The Institute of the Czech Language of the Academy of Sciences of the Czech Republic (Czech: Ústav pro jazyk český Akademie věd České republiky, ÚJČ) is a scientific institution dedicated to the study of the Czech language. It is one of the institutes of the Academy of Sciences of the Czech Republic. Its headquarters are in Prague and it has a branch in Brno.

In the Czech Republic, the institute is widely accepted as the regulatory body of the Czech language. Its recommendations on standard Czech (spisovná čeština) are viewed as binding by the educational system, newspapers and others, although this has no legal basis.

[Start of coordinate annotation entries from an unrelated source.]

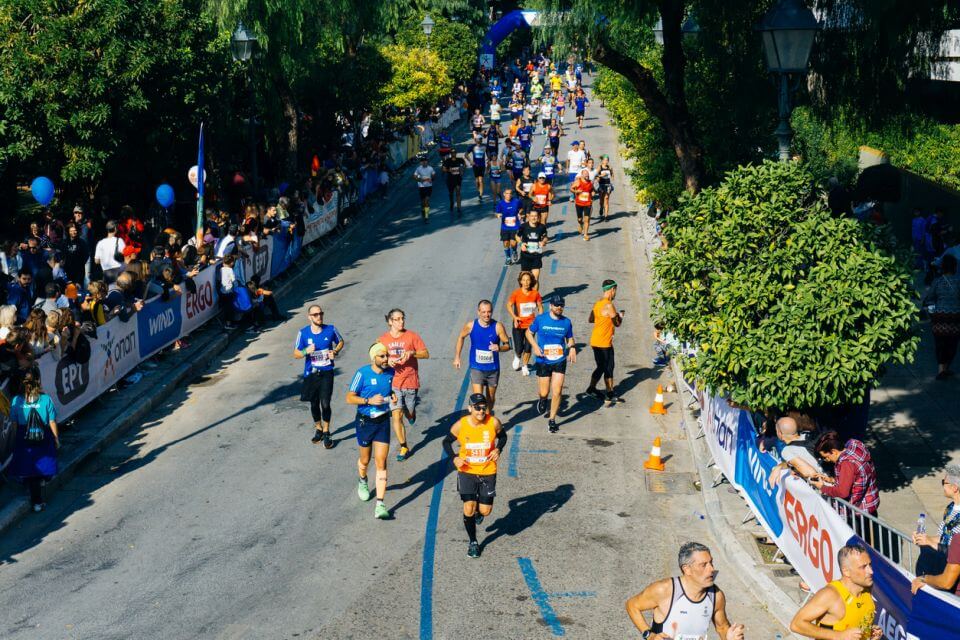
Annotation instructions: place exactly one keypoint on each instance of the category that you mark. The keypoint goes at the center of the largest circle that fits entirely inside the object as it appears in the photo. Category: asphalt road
(218, 519)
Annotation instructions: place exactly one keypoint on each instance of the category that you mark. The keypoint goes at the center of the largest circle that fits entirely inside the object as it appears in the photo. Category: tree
(787, 306)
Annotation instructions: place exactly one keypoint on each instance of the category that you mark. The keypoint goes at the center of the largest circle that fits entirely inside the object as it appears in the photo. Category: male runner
(532, 238)
(523, 305)
(488, 339)
(406, 350)
(371, 392)
(582, 190)
(508, 210)
(453, 167)
(684, 607)
(844, 608)
(551, 339)
(605, 318)
(423, 175)
(482, 440)
(318, 345)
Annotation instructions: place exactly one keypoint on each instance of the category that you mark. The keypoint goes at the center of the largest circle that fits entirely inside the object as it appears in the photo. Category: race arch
(500, 30)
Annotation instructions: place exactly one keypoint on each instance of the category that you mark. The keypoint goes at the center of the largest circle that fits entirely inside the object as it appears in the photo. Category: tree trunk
(669, 106)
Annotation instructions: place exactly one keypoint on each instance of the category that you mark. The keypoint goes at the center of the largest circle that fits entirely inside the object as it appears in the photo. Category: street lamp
(788, 30)
(427, 25)
(242, 43)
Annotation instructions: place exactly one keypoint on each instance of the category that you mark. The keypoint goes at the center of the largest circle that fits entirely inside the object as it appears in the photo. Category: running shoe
(363, 490)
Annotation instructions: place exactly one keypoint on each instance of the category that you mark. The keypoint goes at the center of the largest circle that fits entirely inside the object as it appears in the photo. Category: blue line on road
(540, 596)
(433, 515)
(514, 451)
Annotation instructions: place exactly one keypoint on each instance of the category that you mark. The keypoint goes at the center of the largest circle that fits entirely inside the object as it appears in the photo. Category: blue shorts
(370, 430)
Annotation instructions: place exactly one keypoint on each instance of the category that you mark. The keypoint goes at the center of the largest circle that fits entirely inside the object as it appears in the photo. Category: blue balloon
(165, 196)
(42, 190)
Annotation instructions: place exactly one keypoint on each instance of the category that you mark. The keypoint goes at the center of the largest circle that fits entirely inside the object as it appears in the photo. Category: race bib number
(553, 352)
(484, 357)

The institute's rich publishing activity has two main branches, firstly scientific monographies, magazines (Naše řeč, Slovo a slovesnost) and articles, that could be viewed as conversation between bohemists themselves, discussing matters of the Czech language. Secondly, what could be considered output of these discussions, is a consistent set of rules on vocabulary, grammar and orthography. Of the recommendations published most weight carry those, to which the institute itself assigns "codification status": monolingual dictionaries of the Czech language, Slovník spisovného jazyka českého and Slovník spisovné češtiny pro školu a veřejnost, and the grammar manual Pravidla českého pravopisu. The recommendations published in new editions of these are usually subsequently accepted by a ministry of education to be used in schools. The publication of new editions has often been a source of heated debate and national controversy, as recently as 1993.

The approach of the institute is decidedly prescriptive, in that it leaves uncodified all varieties other than standard, such as common Czech spoken by many Czechs.